Con hombres y, a veces, sin ellos, besaban

labiodentalmente.

Y se mudaban de casa y se cambiaban los calcetines

y preparaban arroz.

Y bajaban las escaleras y tomaban taxis y no sentían

compasión.

Decían: Este es el viento que todo lo limpia.

Y pronunciaban la palabra. Enfáticas. Tenaces.

Pre-humanas.

Tajantes. Sí. Con frecuencia.

Conmovedoras más que alucinadas. Sibilinas más

que conscientes. Subrepticias más que críticas.

Hipertextuales. Claridosas.

Estoy segura de que ya mencioné que eran brutales.

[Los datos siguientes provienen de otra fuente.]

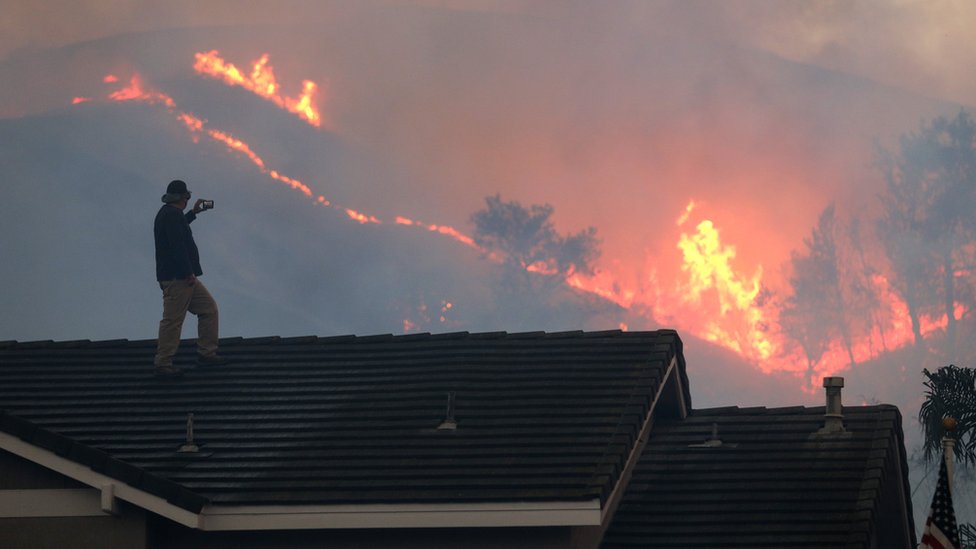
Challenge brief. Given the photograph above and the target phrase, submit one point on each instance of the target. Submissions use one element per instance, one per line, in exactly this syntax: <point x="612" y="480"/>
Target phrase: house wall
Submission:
<point x="75" y="520"/>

Fumaban de manera inequívoca.

Cambiaban de página con la devoción y el cuidado

minimalista de las enamoradas.

Siempre andaban enamoradas.

En los días sequísimos del Santa Ana elevaban

los rostros y se dedicaban a ver (podían pasar horas

así) esas aves que, sobre sus cabezas, remontaban

lúcidamente el antagonismo del aire.

Y el Santa Ana (y aquí debe escucharse una y otra vez la palabra) (una y otra vez) despeinaba entonces sus vastas cabelleras ariscas. Sus cruentas pestañas (una y otra vez).